CADDIS Volume 4: Data Analysis
Predicting Environmental Conditions from Biological Observations (PECBO) Appendix
- Using Existing Taxon-Environment
- Estimating Taxon-Environment
- Computing Inferences
- R Scripts
Topics in Computing Inferences
Maximum Likelihood Inferences
Maximum likelihood (ML) inferences use taxon-environment relationships of taxa that are present and taxa that are absent from a site to estimate the most likely environmental conditions. The simplest ML inference would use information from a single taxon.
In Figure 15, the relationship between the probability of capturing the genus Heterlimnius and stream temperature is shown. However, the vertical axis has been re-labeled to reflect the new question we are using the taxon-environment relationship to answer: what is the most likely temperature at the site, given that Heterlimnius is observed? In this case, the most likely temperature would be approximately 8°, where the likelihood is maximized.
What if Heterlimnius is absent from the site?
We can easily obtain the likelihood curve for an absent species by substracting the taxon-environment curve from 1 (shown in Figure 16). A stream temperature of 8° is the least likely possibility, whereas temperatures above ~20° are all equally likely.
Additional taxa can be incorporated into the inference by multiplying the likelihood curves associated with each taxon. In Figure 17, the ML inference that results from both Heterlimnius and Malenka being present at a site is shown. The red line shows the product of likelihood curves for Heterlimnius and Malenka, rescaled such that its maximum value is 1. In this case, the ML inferred temperature is approximately 11°.

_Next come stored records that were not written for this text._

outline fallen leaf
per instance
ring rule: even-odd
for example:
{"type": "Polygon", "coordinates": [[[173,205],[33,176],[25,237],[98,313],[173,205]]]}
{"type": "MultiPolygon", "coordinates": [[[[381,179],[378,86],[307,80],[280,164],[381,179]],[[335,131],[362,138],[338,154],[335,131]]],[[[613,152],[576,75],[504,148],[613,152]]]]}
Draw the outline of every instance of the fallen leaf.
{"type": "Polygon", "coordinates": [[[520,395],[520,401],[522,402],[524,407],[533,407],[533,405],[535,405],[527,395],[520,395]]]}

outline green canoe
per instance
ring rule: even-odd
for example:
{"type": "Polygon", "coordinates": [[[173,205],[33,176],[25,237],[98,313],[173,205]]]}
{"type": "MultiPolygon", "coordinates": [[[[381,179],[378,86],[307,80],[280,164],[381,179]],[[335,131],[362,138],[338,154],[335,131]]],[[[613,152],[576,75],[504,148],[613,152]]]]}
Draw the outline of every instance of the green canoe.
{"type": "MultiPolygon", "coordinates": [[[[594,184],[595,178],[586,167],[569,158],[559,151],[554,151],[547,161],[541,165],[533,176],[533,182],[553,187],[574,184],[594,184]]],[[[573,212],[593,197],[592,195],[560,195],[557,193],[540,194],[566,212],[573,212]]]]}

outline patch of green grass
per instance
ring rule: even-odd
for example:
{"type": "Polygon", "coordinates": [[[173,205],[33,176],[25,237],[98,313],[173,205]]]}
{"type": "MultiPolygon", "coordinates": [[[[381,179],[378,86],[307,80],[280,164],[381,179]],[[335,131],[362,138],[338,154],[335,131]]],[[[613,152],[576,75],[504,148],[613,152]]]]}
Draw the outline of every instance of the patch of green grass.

Incorporating absences in multi-taxa inferences is straightforward. When Heterlimnius is absent and Malenka is present, ML inferred temperature is approximately 16° (Figure 18).
ML inference also offers the opportunity to quantify confidence limits on the inference, by examining the shape of the final likelihood curve.
The same approach can be used to compute inferences for multivariate taxon-environment relationships. The likelihood function for a given taxon would be a function of as many variables as used to define the taxon-environment relationship. The simultaneous effects of stream temperature and bedded fine sediment (SED) on taxon occurrences were modeled in the western U.S. These taxon-environment relationships were then used to infer temperature and SED from biological observations in Oregon. The comparison between inferences and measurements are shown in Figure 19.
Identifying the maximum likelihood point
As illustrated in the examples above, computing a ML inference requires that one find the point along the likelihood curve where its value is maximized (for a single variable taxon-environment relationship), or find the point within a multi-dimensional surface where likelihood is maximized (for multivariate taxon-environment relationships). In general, no analytical solution exists for this problem, and an iterative, numerical approach must be used to identify the maximum point. The function mlsolve provided in the R library bio.infer (download instructions for bio.infer) solves the maximum likelihood problem, given biological observations and a set of regression coefficients that describe taxon-environment relationships.
At the present time, the script for ML inference only works with parametric regressions. The ML solution to non-parametric taxon-environment relationships is considerably more difficult.
To use mlsolve with locally-derived taxon-environment relationships, you must use the script taxon.env to analyze your local data and properly format the resulting models (guide for using taxon.env to estimate taxon-environment relationships).
Alternatively, you can use maximum likelihood methods to infer environmental conditions using existing taxon-environment relationships from bio.infer (guide for computing inferences using existing taxon-environment relationships).